Positive thinking, in my father’s opinion, makes one “feel good,” but positive thinking has no quantifiable impact on accomplishment.  My father, who was raised on the Puritan Work Ethic, insists that hard work and self-sacrifice are the keys to success, and that positive thought is merely imagination—the “mumbo jumbo” of the New Thought Movement.

About a week after I professed my ambition to become a published novelist, my ever-practical father returned home from work and handed me an IRS document. This document reported the average salaries of the most popular professions.  At the top of the list were the highest paying jobs; at the bottom of the list were the lowest paying ones. 

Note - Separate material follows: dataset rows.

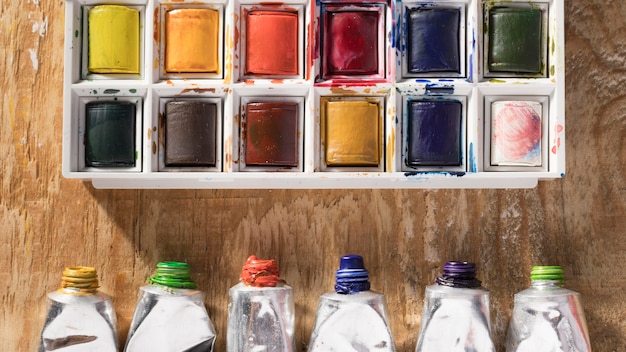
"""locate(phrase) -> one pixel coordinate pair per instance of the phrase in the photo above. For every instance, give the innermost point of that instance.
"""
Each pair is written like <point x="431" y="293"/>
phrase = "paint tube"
<point x="547" y="317"/>
<point x="79" y="318"/>
<point x="456" y="313"/>
<point x="261" y="310"/>
<point x="353" y="318"/>
<point x="170" y="315"/>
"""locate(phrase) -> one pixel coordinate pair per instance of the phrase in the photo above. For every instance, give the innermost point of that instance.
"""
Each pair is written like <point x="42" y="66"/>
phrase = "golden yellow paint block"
<point x="113" y="39"/>
<point x="191" y="40"/>
<point x="352" y="131"/>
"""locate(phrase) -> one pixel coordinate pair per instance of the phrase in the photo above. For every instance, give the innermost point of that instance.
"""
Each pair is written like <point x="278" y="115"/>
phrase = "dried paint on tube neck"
<point x="79" y="280"/>
<point x="459" y="275"/>
<point x="352" y="277"/>
<point x="540" y="275"/>
<point x="173" y="274"/>
<point x="260" y="273"/>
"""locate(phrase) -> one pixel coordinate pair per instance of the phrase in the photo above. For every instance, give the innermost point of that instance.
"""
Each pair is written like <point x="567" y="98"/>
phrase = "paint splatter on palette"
<point x="314" y="94"/>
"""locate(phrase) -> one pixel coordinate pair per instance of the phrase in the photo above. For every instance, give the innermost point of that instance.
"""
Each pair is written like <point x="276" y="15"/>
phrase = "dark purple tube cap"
<point x="352" y="277"/>
<point x="459" y="275"/>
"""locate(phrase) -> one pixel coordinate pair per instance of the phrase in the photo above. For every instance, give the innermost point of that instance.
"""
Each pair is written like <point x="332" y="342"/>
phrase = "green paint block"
<point x="515" y="40"/>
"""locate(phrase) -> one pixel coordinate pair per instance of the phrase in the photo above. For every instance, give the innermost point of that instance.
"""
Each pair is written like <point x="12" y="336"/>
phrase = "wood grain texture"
<point x="47" y="222"/>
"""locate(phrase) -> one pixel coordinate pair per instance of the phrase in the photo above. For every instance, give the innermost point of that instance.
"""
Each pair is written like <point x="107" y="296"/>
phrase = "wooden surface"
<point x="47" y="222"/>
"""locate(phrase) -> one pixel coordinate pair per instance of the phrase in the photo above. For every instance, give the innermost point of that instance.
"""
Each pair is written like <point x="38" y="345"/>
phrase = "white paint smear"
<point x="33" y="58"/>
<point x="41" y="27"/>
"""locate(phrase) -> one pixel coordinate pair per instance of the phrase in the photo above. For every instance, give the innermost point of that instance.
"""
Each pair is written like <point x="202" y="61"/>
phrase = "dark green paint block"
<point x="515" y="44"/>
<point x="110" y="134"/>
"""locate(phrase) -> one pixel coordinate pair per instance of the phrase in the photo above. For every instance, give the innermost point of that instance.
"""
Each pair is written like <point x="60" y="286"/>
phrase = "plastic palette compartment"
<point x="250" y="94"/>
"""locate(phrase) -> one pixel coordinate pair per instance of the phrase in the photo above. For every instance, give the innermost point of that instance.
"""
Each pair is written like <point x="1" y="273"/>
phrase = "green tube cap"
<point x="546" y="273"/>
<point x="173" y="274"/>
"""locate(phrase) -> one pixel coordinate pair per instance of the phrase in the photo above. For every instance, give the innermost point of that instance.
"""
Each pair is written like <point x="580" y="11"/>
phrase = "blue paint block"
<point x="434" y="133"/>
<point x="433" y="40"/>
<point x="110" y="134"/>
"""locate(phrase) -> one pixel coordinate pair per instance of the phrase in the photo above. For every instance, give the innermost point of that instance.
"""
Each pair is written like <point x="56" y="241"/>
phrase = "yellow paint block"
<point x="113" y="39"/>
<point x="191" y="40"/>
<point x="352" y="131"/>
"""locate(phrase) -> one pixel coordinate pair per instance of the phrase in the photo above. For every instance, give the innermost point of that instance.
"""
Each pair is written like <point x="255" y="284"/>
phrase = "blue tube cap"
<point x="352" y="277"/>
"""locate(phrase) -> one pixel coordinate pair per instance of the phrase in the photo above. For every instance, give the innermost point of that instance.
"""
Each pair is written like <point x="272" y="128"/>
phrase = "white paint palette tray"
<point x="245" y="94"/>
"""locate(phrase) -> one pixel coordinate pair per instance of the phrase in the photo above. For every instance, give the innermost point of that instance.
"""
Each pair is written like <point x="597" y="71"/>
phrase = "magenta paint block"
<point x="516" y="133"/>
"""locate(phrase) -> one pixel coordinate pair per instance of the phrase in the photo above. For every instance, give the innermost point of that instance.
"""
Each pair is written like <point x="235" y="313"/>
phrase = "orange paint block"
<point x="191" y="41"/>
<point x="271" y="43"/>
<point x="352" y="130"/>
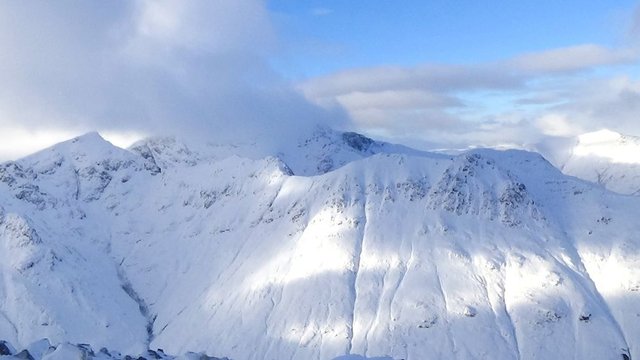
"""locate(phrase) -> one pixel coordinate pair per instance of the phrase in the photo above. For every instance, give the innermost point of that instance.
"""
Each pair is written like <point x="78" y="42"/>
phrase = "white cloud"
<point x="513" y="101"/>
<point x="557" y="125"/>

Without saying a word, my father pointed to the last entry in the report. “Writer” was listed as earning 7 cents per hour. 

The year was roughly 1975.


May all your dreams come true:  

even the ones the Trolls laughed at!


Since that time, I’ve met writers who are happy and successful. They’re focused on the New Thought Movement rather than the Puritan Work Ethic. With their encouragement, I began studying the Universal Law of Attraction and the power of positive thinking, reading such ground-breaking books as Think and Grow Rich by Napoleon Hill; You Can Heal Your Life by Louise L. Hay; Creative Visualization by Shakti Gawain, and You Can’t Afford the Luxury of a Negative Thought by Peter McWilliams. (See links, below)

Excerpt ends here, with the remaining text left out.